Eine wahre Geschichte

Aufgeschrieben im Jahr 2005 von Alois Sattel

Es war einmal in der Brotmarkenzeit. Ein alter Bäcker (75) und ein kleiner Junge (10). Der Bäcker stand ab 3:00 Uhr in der Backstube, um den Teig für ca. 40 Stück Schwarzbrot von Hand zu kneten.

Gleichzeitig heizte er den Backofen mit 3-4 Zentnern Briketts, die der Junge einen Tag vorher klein geklopft hatte.

Nach dem Backen der Brote, ab 7:00 Uhr, kamen die Bauern mit großen Körben, um ihr Brot backen zu lassen.

Der Bäcker war Karl Schäfer in Maxdorf. Der Junge war ich.

Das war die zentrale Begebenheit meiner Kindheit. 5 Jahre lang, von 1942 bis 1947.

Die anschließende Kindergartenzeit und die ersten 3 Jahre Schulzeit verliefen völlig normal.

Aber dann wurde es interessant. 1942 war ich tagsüber als Feriengast in der Bäckerei Karl Schäfer aufgenommen. Nach den Ferien wurde ich „fest angestellt“. Ich erhielt als „Gehalt“ in der Woche 5.00 DM, davon dufte ich 50 Pfenning behalten.

Der Haushalt bestand aus dem Vater Karl, Tochter Marie, Schwiegersohn Alois Burgey, Enkelin Hildegard, Hausangestellte Elise Sattel und mir. Nach Kriegsende kamen Mittags- und Abendgäste hinzu. Zahnarzt Karl Zurborn und Lehrerin Lotte Bethke.
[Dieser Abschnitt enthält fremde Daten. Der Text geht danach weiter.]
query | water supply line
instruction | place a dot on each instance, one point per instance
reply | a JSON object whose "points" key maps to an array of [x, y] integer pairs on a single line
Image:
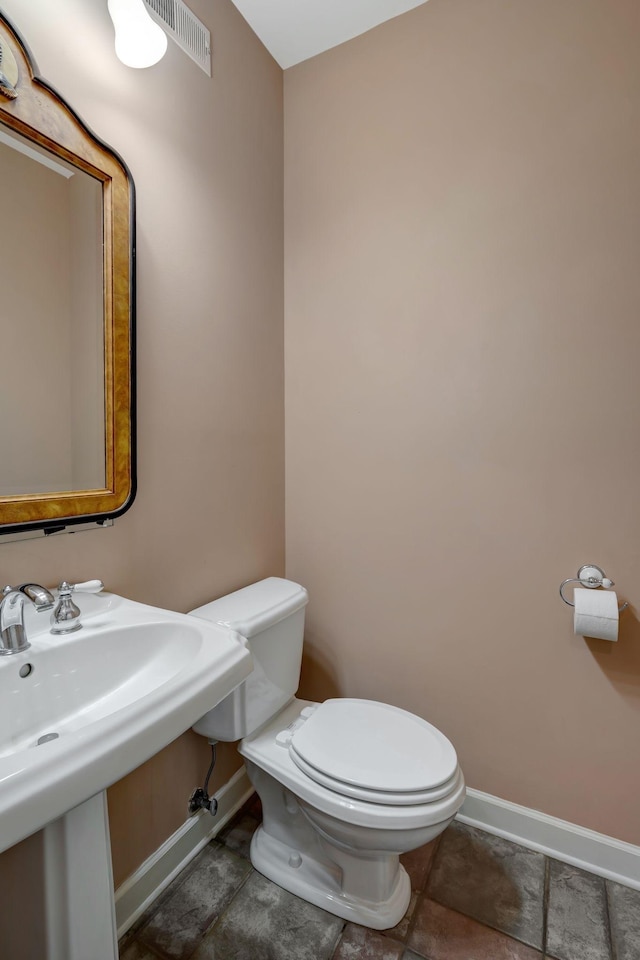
{"points": [[200, 799]]}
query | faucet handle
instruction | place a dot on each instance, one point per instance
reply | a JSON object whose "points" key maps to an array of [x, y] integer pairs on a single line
{"points": [[87, 586], [41, 598], [66, 616]]}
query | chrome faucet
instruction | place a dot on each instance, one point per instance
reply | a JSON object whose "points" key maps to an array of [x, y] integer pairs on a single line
{"points": [[13, 636]]}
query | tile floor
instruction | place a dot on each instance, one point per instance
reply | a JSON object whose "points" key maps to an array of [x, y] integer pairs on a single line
{"points": [[475, 897]]}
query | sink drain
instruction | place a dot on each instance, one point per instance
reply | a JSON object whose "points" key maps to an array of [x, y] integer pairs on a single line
{"points": [[46, 737]]}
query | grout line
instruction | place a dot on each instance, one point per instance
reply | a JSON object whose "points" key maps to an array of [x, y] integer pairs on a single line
{"points": [[545, 905], [607, 902]]}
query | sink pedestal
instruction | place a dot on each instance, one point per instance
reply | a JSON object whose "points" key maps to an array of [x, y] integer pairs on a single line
{"points": [[79, 901]]}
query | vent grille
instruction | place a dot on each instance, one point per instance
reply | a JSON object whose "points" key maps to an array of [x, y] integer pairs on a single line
{"points": [[183, 26]]}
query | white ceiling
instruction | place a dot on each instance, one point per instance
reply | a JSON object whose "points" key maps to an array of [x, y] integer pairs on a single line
{"points": [[294, 30]]}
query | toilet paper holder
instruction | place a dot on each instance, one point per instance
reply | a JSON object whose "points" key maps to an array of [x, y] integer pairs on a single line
{"points": [[590, 576]]}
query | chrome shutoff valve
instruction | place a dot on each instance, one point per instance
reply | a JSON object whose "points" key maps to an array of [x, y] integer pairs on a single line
{"points": [[66, 615]]}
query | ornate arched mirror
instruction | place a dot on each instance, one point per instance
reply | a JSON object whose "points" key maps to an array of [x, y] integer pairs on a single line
{"points": [[66, 310]]}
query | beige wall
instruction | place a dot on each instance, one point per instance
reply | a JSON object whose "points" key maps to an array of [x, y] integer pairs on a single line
{"points": [[206, 157], [462, 221]]}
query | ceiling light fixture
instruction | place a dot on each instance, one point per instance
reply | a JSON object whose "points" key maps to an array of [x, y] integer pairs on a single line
{"points": [[140, 42]]}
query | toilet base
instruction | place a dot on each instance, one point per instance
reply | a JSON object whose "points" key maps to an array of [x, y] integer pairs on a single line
{"points": [[317, 883]]}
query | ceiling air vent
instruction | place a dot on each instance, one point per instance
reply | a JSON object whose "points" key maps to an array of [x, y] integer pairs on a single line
{"points": [[183, 26]]}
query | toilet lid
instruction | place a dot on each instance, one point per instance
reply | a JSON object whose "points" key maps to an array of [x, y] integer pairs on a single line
{"points": [[374, 751]]}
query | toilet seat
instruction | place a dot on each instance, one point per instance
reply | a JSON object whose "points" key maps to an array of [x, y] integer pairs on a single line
{"points": [[265, 748], [372, 751]]}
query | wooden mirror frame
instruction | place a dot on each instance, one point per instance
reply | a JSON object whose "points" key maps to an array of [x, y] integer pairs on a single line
{"points": [[32, 108]]}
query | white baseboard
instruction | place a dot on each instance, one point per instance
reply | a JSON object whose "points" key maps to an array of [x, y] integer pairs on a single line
{"points": [[584, 848], [140, 889], [560, 839]]}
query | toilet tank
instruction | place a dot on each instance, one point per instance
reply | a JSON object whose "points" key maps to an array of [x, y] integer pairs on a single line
{"points": [[270, 614]]}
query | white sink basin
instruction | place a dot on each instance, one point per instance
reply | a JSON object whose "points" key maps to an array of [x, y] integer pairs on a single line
{"points": [[116, 692]]}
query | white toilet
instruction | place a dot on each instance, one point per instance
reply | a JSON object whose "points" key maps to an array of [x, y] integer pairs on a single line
{"points": [[346, 785]]}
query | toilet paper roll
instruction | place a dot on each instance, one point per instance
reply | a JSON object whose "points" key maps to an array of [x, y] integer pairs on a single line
{"points": [[596, 614]]}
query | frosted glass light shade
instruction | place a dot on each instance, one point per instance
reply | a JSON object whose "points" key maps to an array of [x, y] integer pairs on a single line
{"points": [[140, 42]]}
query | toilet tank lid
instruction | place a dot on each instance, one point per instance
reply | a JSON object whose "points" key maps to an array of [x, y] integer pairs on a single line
{"points": [[256, 607]]}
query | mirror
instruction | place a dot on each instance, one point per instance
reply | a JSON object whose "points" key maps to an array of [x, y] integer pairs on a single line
{"points": [[66, 310]]}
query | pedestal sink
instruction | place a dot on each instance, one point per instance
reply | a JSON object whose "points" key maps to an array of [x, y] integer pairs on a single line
{"points": [[77, 713]]}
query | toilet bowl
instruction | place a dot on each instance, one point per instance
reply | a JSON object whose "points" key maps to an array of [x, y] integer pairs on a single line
{"points": [[346, 786]]}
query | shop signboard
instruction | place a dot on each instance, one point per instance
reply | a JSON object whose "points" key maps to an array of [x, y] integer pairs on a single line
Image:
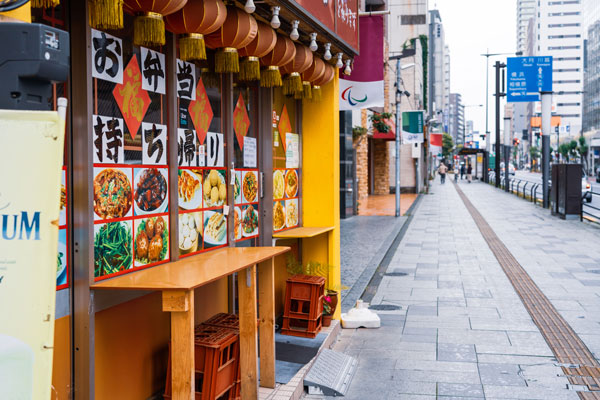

Mein Tagesablauf: Mausefallen im Mehlspeicher leeren, pro Tag ca. 6-10 Stück. Brotkörbe von Kunden annehmen und später wieder ausgeben. Für 2 Schweine täglich Stroh von der Scheune herunterwerfen und hernach Hof kehren. Im Sommer 3 Eimer Wasser auf den Aschehaufen leeren, damit die Schweine suhlen konnten, dabei aufpassen, dass sie nicht durchgingen.

In der Kriegszeit hatten wir etwa 27 Kellergäste bei bis zu 3 Fliegeralarmen täglich.

Kellergäste ab 1942 waren: Bernhard Lisa und Frieda, Katharina Guhmann und Tott Irma, Sattel Marie und Martin, Kohl Ludwig und Susanne, Reis Anna und Lieselotte, Drumm Anna, Nester Barbara und Karl, Anna, Wilma und Rosel, Sattel Maria und Alois, Alois, Maria, Hildegard und Alfons, Schäfer Marie, Alois, Hildegard und Sattel Elise, Anna und Kohl.

Morgens habe ich wieder aufgeräumt. Im Keller war bis zu 20 cm Druckwasser. Dies musste täglich abgepumpt werden.

Nach 1945 kam hinzu: 40 Brote bei Heinrich Schäfer, Maxstraße 9 holen. Gemüse von Maxdorf in Weisenheim/Sand gegen Wein eintauschen. Die Zeit wurde hektisch. Der Tauschhandel blühte.

Meine erste Erinnerung ist der Umzug Mitte 1935 von der Einzimmerwohnung in der Lambsheimer Straße 9 in das Haus in der Maxstraße 33. Ich war 2 Jahre alt und durfte auf der Umzugsrolle mitfahren. Meine Schwester Maria war 3 Jahre alt und wurde im Kinderwagen hinterhergefahren. Das war die zentrale Begebenheit meiner Kindheit, 5 Jahre lang von 1942 bis 1947.

Ich war am 25. Dezember 1937 im Alter von 4 Jahren bei den Großeltern untergebracht. Auf dem Heimweg spät abends sagte mein Vater:

„Du hast ein Brüderchen bekommen“. Ich protestierte: „Das geht nicht, wir haben doch nur 5 Gabeln“. Wir haben dann doch keine 6 Gabeln gebraucht, denn Leo starb im Alter von nur 5 Monaten.

Soweit die Aufzeichnungen über meine Kindheit.